Professor Bainbridge has an interesting discussion of faculty diversity at UCLA. He cites to a Yale Daily News article covering a talk I gave at Yale in 1996. I well remember the talk, since it was the first time I presented at Yale and the first time I talked publicly about my work on viewpoint diversity. Faculty and student turnout was high, and I later saw a lot of ripples emanating from my then-shocking attempt to quantify who really were the most underrepresented and overrepresented groups in law teaching.
The Yale Daily News story was inaccurate in several details. It is obvious that the reporter was not taping and was inexperienced at taking notes. I considered writing a letter to the editor at the time, but thought that being misquoted in a student newspaper probably didn’t merit correction, especially since the misquotations were not that serious. I later learned in the Bellesiles affair that newspaspers and magazines often don’t run corrections anyway.
One of the nice things about having a blog is that I can comment and correct them when they come up. [If there were such things then, I could have used it to good effect.]
The headline says “Alum Challenges Affirmative Action . . .,” which I didn’t. The article itself correctly characterizes the talk as “pro-affirmative action.” I did challenge the narrowness of the search for diversity, since political and intellectual diversity is extremely important to viewpoint diversity. I strongly favor affirmative action, and ALWAYS have. At Yale in 1996, I explicitly said that I favored affirmative action for groups that were “still strongly underrepresented” and historically were “traditionally locked out” of the academy, such as Hispanics, women, and African Americans.
The Yale Daily News incorrectly quotes me as saying: “The basic argument for diversity in faculty hiring is incoherent unless there is more hiring of white Republicans and Christians because they are the two groups more underrepresented than women and most minorities.” The reporter also incorrectly summarizes my argument with these words: “According to Lindgren, Protestants and Republicans are the most underrepresented among American law professors and Democrats and Jews are the most overrepresented compared to the U.S. population.”
I am certain that I didn’t quite say either of these things because they are not what my data at the time showed (or now show). Women were represented in law teaching at about the same as proportion of parity with their % in the general population as Christians, so women would have been MORE underrepresented than white Christians. Republicans, on the other hand, were about as underrepresented as Hispanics and more underrepresented than women and Christians, who were in turn more underrepresented than African Americans. So the statements attributed to me are more or less correct about Republicans (and white Republicans), but not about Christians, but even there I was talking about diversity of viewpoint, not other kinds of diversity. Perhaps the reporter was confused by my claims that subgroups such as white female Protestants and white female Republicans were incredibly underrepresented.

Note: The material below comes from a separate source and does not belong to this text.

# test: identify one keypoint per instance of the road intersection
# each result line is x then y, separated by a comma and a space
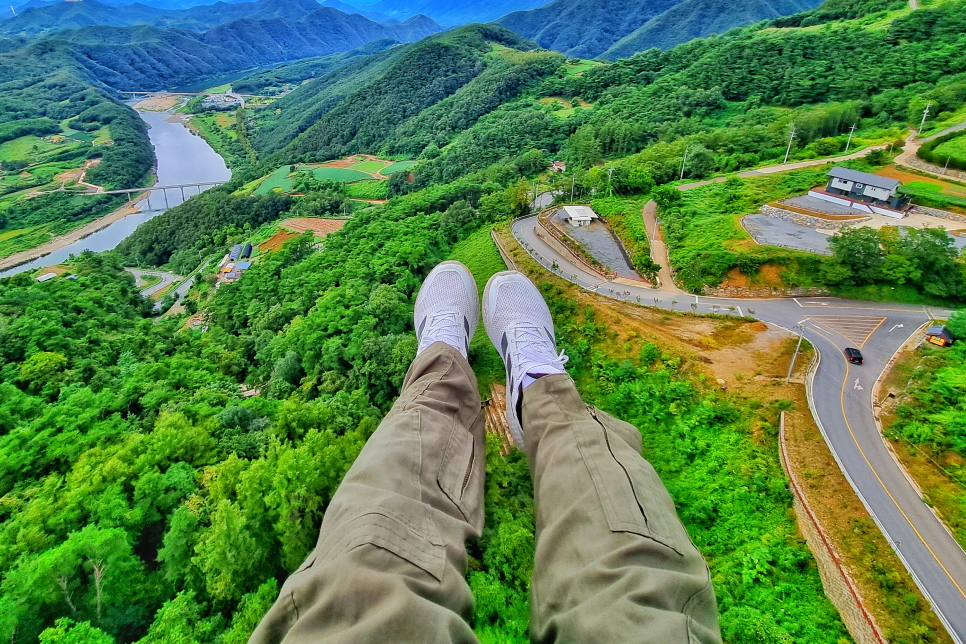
840, 395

Further, I had passed out some of the data tables from my talk (the article incorrectly says that my study itself was passed out). With my tables in front of the audience, I was constantly pointing to data that I was discussing. I couldn’t have said what the Yalie Daily attributed to me because I would have been challenged on it using my own data.
I talked about the representation of so many different groups and subgroups that I think that things just ran together in the reporter’s mind.
The Yalie Daily quotes then-dean Tony Kronman with some reasonable reservations about my argument, which I don’t doubt that he expressed. But Kronman, whom I had never previously met, was so enthusiastic after my talk that he offered to host a conference on ancient law at Yale if I would organize it (in the mid-1990s I had co-organized one at Berkeley). I never took Kronman up on his extremely generous offer (I got too busy with faculty appointments at Northwestern and my Ph.D. at Chicago).